If r = +1 or -1: tan(θ) = 0, so θ = 0°. The two lines are coincident (they become the same line). This means perfect correlation.

4. Principle of Least Squares

This is the fundamental method used to find the "best-fit" line (the regression line) for a set of data points.

Principle: The line of best fit is the one that minimizes the sum of the squares of the vertical errors (residuals).

Residual (Error): e_i = (Observed y_i) - (Predicted ŷ_i)
Goal: Minimize the Sum of Squared Errors (SSE).

Minimize: SSE = Σ (e_i)² = Σ (y_i - ŷ_i)²

For a straight line ŷ = a + bx, we use calculus (partial derivatives w.r.t. 'a' and 'b') to find the values that minimize SSE. This process generates the "Normal Equations."

5. Fitting of Linear, Polynomials, and Exponential Curves

Using the Principle of Least Squares, we can derive the Normal Equations needed to fit specific curves to data.

1. Fitting a Linear Equation (Straight Line)

Equation: y = a + bx

Normal Equations:

Σy = n*a + b*(Σx)

Σxy = a*(Σx) + b*(Σx²)

Solve these two simultaneous equations for 'a' and 'b'.

2. Fitting a Polynomial (Parabola / Quadratic)

Equation: y = a + bx + cx²

Normal Equations:

Σy = n*a + b*(Σx) + c*(Σx²)

Σxy = a*(Σx) + b*(Σx²) + c*(Σx³)

Σx²y = a*(Σx²) + b*(Σx³) + c*(Σx⁴)

Solve these three simultaneous equations for 'a', 'b', and 'c'.

3. Fitting an Exponential Curve

Equation: y = a * b^x

This is not linear. We must transform it by taking the logarithm.

log(y) = log(a) + x * log(b)

Now, let Y = log(y), A = log(a), and B = log(b).
The equation becomes a straight line: Y = A + Bx

We use the normal equations for a straight line, but with Y instead of y:

Normal Equations (Exponential):

ΣY = n*A + B*(Σx) => Σ(log y) = n*log(a) + log(b)*(Σx)

ΣxY = A*(Σx) + B*(Σx²) => Σ(x log y) = log(a)*(Σx) + log(b)*(Σx²)

Solve for A and B, then find a = antilog(A) and b = antilog(B).

6. Coefficient of Determination (r²)

Coefficient of Determination (r²): The square of the correlation coefficient (r).
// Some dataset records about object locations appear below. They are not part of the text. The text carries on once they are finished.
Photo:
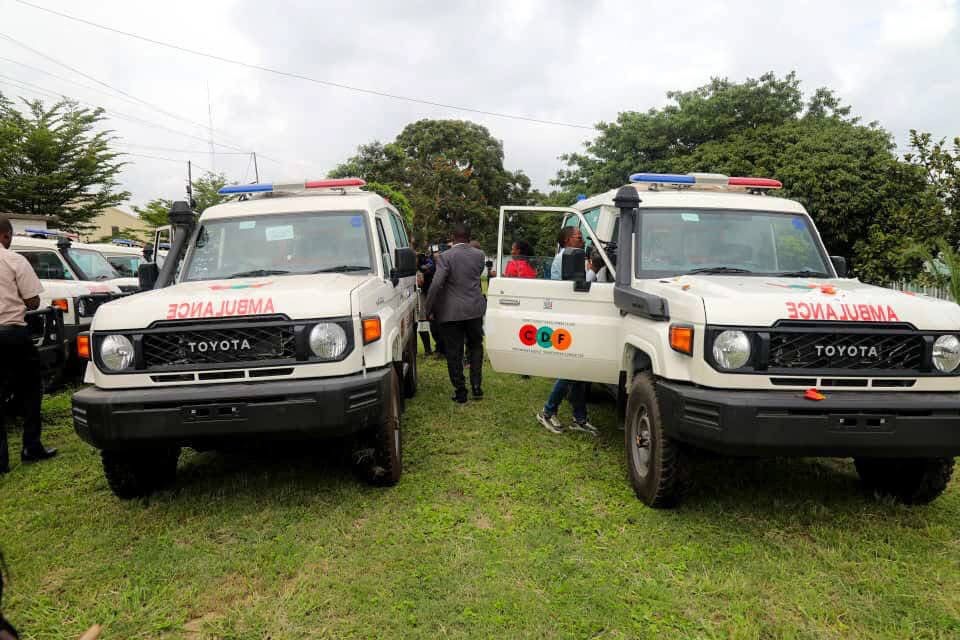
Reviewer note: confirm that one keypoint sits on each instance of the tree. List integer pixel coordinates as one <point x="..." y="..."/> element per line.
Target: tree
<point x="205" y="195"/>
<point x="449" y="170"/>
<point x="53" y="162"/>
<point x="846" y="173"/>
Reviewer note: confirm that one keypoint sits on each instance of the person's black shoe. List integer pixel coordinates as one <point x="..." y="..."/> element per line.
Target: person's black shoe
<point x="36" y="455"/>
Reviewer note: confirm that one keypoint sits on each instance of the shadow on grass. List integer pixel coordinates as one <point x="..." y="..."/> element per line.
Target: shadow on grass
<point x="281" y="471"/>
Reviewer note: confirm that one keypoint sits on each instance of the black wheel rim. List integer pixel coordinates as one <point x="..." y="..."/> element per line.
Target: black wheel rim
<point x="640" y="450"/>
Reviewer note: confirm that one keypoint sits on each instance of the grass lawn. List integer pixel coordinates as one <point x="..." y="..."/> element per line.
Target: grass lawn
<point x="497" y="530"/>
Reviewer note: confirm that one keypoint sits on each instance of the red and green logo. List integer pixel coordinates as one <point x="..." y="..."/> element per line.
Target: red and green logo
<point x="546" y="337"/>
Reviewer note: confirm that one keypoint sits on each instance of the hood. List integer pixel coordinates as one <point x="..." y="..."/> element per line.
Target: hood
<point x="759" y="301"/>
<point x="298" y="297"/>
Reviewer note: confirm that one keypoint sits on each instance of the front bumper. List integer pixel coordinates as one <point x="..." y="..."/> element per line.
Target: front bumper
<point x="845" y="424"/>
<point x="211" y="415"/>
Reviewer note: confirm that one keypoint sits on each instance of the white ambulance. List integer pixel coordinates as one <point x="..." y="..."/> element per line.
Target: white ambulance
<point x="77" y="294"/>
<point x="124" y="256"/>
<point x="289" y="313"/>
<point x="729" y="328"/>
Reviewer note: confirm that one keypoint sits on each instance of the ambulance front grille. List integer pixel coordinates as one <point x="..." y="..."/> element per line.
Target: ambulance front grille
<point x="222" y="346"/>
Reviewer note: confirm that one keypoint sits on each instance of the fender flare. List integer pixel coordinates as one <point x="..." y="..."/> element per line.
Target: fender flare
<point x="635" y="346"/>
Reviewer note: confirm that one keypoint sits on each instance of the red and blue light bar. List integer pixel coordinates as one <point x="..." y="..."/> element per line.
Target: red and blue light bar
<point x="716" y="179"/>
<point x="272" y="187"/>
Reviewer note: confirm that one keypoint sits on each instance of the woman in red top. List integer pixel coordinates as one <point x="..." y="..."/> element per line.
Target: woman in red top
<point x="519" y="267"/>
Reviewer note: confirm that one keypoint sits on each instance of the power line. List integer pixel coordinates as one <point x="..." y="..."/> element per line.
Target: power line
<point x="298" y="76"/>
<point x="112" y="112"/>
<point x="130" y="97"/>
<point x="174" y="150"/>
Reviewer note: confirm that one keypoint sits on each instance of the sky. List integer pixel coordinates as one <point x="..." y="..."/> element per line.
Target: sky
<point x="565" y="61"/>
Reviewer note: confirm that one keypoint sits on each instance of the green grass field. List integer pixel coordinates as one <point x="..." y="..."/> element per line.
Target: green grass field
<point x="497" y="530"/>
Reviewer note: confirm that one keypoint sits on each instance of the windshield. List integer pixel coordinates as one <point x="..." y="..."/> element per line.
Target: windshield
<point x="125" y="265"/>
<point x="678" y="241"/>
<point x="92" y="263"/>
<point x="280" y="244"/>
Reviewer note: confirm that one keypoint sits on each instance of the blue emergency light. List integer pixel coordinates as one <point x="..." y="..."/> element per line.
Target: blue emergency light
<point x="270" y="187"/>
<point x="715" y="179"/>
It represents the proportion of the total variance in the dependent variable (Y) that is explained or accounted for by the linear relationship with the independent variable (X).

Range: 0 ≤ r² ≤ 1 (since it's a square).
Example: If r = 0.9, then r² = 0.81.
Interpretation: This means 81% of the variation in Y can be explained by X. The remaining 19% (1 - r²) is unexplained variation, due to other factors or random error.